The Future of Personal Papers and Archival Research?

I spent an enjoyable day in the personal papers of Justice Pierce Butler, which are housed at the Minnesota Historical Society.   The Butler family kindly gave me permission to use these restricted papers for an article on Justice Butler that I am writing for a conference at Vanderbilt Law School next spring.

As I was reading the hand-written correspondence between Justice Butler and his various family members, friends, and colleagues, it struck me that archival research may look a bit different in the future.  Justice Butler's correspondence tells such a rich story, both about Butler's professional accomplishments and his family, but also about his temperament and passions.  Today, in contrast, so much correspondence takes place electronically, primarily via e-mail, and it is rare to receive a hand-written letter with the exception of greeting cards at holidays.  Unlike the letters of the past, electronic communications as a general matter tend to be shorter, less personal, and do not reveal quite as much about the relationship between the sender and the person to whom the correspondence is addressed. 

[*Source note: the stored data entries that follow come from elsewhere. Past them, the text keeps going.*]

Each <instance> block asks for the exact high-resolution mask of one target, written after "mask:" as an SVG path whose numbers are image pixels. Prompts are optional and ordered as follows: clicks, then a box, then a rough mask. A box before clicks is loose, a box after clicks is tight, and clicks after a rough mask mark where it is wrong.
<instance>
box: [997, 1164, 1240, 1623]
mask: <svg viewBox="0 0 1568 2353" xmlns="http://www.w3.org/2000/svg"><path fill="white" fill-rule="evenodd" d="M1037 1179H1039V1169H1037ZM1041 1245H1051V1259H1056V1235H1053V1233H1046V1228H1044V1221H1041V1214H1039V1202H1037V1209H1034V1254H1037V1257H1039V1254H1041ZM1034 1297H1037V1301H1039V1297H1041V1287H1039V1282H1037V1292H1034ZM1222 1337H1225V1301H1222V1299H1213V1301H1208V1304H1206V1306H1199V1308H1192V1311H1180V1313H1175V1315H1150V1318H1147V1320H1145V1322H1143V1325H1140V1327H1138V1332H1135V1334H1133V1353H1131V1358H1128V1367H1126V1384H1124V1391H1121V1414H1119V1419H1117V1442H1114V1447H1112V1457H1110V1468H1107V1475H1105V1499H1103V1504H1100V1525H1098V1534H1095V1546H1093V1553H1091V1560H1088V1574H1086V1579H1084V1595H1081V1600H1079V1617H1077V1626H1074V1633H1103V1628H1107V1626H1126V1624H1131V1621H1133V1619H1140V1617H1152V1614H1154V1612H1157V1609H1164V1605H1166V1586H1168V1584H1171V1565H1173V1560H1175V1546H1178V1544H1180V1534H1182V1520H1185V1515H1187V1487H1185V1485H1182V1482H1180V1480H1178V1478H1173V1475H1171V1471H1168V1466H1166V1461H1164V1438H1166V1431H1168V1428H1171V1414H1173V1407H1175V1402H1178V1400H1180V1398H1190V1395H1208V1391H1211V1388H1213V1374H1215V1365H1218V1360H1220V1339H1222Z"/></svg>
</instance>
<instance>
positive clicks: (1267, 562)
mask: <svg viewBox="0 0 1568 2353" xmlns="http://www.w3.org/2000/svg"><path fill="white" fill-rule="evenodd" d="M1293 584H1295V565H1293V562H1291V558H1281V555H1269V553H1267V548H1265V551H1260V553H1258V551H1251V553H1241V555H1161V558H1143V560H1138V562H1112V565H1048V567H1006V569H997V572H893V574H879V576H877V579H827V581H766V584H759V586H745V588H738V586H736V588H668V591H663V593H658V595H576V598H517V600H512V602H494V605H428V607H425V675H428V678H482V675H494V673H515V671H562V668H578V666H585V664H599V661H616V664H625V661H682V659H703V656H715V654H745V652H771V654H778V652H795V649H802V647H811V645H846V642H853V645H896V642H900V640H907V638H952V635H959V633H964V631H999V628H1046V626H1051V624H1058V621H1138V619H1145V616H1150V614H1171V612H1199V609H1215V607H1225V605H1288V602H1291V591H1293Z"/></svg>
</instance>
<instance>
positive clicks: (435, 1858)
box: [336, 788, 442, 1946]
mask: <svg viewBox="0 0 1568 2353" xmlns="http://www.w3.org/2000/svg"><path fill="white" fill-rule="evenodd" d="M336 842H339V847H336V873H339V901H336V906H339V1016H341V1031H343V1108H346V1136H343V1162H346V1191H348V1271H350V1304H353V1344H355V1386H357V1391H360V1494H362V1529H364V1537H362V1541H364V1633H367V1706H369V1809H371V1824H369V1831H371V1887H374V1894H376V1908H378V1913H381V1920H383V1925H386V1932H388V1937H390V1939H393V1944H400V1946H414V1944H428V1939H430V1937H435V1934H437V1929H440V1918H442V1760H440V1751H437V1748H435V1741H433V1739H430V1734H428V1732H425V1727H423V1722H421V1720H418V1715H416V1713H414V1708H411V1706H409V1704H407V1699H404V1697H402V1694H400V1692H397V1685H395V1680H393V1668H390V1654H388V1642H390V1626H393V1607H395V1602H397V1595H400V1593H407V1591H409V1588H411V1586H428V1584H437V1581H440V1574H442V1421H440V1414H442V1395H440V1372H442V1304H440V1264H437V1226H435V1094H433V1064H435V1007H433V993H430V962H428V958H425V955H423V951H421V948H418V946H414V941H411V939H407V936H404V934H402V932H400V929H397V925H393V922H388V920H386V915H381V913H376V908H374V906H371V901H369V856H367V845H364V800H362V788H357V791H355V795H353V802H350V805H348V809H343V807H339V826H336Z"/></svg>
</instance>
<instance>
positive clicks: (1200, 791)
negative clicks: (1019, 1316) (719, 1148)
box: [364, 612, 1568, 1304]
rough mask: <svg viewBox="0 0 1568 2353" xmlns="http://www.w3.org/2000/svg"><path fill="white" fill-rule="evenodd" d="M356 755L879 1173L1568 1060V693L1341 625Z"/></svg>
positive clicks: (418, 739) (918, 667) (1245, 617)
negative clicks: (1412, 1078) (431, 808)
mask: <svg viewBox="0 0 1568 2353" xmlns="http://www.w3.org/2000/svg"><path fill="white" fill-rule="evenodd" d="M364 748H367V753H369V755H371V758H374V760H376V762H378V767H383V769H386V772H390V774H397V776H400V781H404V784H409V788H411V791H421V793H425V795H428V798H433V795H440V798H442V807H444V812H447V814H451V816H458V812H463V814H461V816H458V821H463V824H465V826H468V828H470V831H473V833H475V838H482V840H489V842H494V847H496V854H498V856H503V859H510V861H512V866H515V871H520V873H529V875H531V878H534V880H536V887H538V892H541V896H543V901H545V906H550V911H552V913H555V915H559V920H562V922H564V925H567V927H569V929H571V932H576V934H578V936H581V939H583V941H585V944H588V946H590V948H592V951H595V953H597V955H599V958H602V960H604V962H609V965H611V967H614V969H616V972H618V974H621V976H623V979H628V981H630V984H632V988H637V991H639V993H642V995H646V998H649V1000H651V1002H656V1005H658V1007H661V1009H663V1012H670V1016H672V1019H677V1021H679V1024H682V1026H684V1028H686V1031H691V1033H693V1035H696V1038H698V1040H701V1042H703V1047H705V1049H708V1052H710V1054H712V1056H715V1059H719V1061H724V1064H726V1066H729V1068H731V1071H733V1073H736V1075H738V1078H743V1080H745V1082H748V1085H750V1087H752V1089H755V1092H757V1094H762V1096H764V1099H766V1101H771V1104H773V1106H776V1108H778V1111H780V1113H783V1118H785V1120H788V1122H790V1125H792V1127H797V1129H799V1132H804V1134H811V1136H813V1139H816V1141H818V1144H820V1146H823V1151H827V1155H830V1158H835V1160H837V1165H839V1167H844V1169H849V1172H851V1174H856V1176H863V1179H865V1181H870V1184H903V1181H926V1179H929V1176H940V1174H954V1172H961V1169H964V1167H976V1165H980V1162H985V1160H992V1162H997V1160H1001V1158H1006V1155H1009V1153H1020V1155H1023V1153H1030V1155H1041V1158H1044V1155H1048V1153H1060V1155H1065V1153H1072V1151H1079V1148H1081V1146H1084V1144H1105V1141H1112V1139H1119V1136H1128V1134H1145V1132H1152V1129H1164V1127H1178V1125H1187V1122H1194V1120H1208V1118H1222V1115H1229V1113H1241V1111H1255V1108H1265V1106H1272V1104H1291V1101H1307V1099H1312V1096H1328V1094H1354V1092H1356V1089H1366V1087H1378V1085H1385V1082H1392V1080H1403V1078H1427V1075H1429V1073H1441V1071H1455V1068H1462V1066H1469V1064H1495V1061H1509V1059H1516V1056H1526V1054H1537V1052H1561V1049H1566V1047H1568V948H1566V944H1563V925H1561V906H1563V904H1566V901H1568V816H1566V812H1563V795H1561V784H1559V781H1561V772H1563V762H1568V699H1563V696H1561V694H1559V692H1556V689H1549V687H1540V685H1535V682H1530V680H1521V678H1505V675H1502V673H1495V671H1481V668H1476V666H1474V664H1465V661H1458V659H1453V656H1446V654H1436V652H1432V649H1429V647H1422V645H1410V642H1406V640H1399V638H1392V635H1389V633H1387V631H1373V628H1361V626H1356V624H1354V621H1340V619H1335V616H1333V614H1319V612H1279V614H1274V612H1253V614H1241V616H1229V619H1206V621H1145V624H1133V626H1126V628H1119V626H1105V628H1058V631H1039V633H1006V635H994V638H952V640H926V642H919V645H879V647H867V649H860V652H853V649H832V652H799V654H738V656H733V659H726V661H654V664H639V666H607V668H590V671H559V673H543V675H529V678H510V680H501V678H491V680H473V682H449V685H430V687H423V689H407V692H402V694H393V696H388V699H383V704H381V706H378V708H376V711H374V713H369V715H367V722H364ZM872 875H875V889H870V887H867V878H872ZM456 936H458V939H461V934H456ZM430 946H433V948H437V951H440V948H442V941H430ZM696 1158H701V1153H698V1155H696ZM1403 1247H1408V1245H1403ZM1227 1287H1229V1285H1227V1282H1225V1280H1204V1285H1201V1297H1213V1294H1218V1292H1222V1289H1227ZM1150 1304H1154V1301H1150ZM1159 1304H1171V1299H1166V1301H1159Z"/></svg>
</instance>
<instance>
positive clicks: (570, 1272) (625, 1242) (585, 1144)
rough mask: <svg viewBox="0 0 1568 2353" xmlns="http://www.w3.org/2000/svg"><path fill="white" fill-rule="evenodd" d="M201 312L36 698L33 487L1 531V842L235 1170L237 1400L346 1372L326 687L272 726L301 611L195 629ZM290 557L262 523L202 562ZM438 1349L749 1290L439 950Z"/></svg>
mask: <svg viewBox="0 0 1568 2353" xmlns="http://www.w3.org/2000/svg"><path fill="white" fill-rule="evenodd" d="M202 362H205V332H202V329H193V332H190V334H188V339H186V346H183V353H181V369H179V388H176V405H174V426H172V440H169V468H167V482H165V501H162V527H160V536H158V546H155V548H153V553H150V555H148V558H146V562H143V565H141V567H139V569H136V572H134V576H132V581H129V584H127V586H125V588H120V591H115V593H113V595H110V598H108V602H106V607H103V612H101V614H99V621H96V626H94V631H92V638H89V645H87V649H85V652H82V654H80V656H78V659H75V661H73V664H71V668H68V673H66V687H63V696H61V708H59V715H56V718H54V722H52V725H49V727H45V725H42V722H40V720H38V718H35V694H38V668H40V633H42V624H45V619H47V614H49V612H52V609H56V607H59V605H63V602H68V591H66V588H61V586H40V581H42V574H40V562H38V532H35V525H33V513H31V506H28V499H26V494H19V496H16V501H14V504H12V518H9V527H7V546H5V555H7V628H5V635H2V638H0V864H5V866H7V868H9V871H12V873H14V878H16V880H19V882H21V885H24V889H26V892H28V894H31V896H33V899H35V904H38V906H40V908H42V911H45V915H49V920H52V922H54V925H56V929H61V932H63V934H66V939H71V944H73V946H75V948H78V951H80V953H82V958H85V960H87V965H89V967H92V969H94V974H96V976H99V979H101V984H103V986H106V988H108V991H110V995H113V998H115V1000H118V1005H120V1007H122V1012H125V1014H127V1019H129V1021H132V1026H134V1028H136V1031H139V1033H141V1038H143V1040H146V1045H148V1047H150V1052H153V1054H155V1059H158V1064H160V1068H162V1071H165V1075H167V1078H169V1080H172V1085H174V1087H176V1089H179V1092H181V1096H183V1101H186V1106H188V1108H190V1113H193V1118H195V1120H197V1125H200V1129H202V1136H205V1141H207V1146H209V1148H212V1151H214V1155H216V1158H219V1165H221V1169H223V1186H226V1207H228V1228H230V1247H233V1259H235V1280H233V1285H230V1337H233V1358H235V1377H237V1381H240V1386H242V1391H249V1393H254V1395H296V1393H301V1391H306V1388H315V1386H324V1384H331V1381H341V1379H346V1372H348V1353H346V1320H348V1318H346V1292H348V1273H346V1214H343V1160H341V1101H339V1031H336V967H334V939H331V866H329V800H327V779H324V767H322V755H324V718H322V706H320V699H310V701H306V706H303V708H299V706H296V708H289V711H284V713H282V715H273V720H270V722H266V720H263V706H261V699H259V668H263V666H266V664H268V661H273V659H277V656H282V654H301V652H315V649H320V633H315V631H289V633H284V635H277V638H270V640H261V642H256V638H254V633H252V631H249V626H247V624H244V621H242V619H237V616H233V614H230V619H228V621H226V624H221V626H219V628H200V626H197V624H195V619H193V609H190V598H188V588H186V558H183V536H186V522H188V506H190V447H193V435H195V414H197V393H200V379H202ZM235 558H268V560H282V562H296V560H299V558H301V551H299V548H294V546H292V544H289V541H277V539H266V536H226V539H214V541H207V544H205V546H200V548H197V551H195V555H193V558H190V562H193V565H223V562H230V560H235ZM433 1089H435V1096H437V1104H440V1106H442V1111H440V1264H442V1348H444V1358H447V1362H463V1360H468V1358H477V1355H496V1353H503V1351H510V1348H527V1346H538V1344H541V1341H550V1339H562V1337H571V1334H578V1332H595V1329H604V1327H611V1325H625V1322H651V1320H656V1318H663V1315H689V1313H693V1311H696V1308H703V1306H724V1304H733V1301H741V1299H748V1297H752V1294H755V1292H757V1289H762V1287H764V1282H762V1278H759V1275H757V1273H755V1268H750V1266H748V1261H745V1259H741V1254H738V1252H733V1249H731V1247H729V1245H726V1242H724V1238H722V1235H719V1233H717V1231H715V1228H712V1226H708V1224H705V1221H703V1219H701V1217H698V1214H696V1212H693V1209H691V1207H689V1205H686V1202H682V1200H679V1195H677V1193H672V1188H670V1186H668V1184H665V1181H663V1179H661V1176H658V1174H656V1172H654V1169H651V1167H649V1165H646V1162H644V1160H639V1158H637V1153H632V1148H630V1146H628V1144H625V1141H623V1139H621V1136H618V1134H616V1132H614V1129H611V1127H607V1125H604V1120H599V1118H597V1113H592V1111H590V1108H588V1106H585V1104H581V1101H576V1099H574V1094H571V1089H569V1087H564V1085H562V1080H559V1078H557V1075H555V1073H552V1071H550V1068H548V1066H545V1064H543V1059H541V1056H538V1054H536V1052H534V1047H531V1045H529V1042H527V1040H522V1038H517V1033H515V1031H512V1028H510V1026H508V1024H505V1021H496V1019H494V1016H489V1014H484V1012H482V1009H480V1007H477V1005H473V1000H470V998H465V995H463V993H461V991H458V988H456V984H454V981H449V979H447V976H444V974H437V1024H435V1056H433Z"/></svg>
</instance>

Besides enjoying the content of the documents, I kept asking myself the question of what the personal papers of the future will look like?  Will prominent individuals donate their hard drives to document repositories in the future?   Will we, as researchers, be searching servers full of electronic documents rather than reading the rich hand-written notes of the past?  If the answers, as I suspect, to the foregoing questions are yes then I believe that archival research is bound to be less interesting (but perhaps easier) in the future.   

Comments

For a discussion of a terrific, more recent collection, which I'm told will eventually include e-mail -- The Papers of Derrick Bell -- see this post on the Legal History Blog: http://legalhistoryblog.blogspot.com/2007/05/new-archive-derrick-bell-papers.html

Historians have been concerned about the preservation of digital records for some time. This has driven the establishment of some important digital archives, like the 9/11 Digital Archive, and the newer Katrina and Virginia Tech-related archives. Links are here: http://legalhistoryblog.blogspot.com/2007/05/april-16-archive-preserving-memory-of.html
In addition, the Library of Congress has begun "capturing" web content for preservation.

One of the greatest concerns is that, as technology changes, there may no longer be equipment to read older forms of data. The broader problem is taken up in an on-line essay "Is History Coming to an End?" on the American Historical Association blog: http://blog.historians.org/articles/6/is-history-coming-to-an-end
The article discusses "a technological minefield that may ultimately lead to the corruption, decay, and even destruction of the very records that historians depend upon....'Today’s history is born digital and dies young,'" writes David Talbot of Technology Review. Looks like we'd better write it quickly!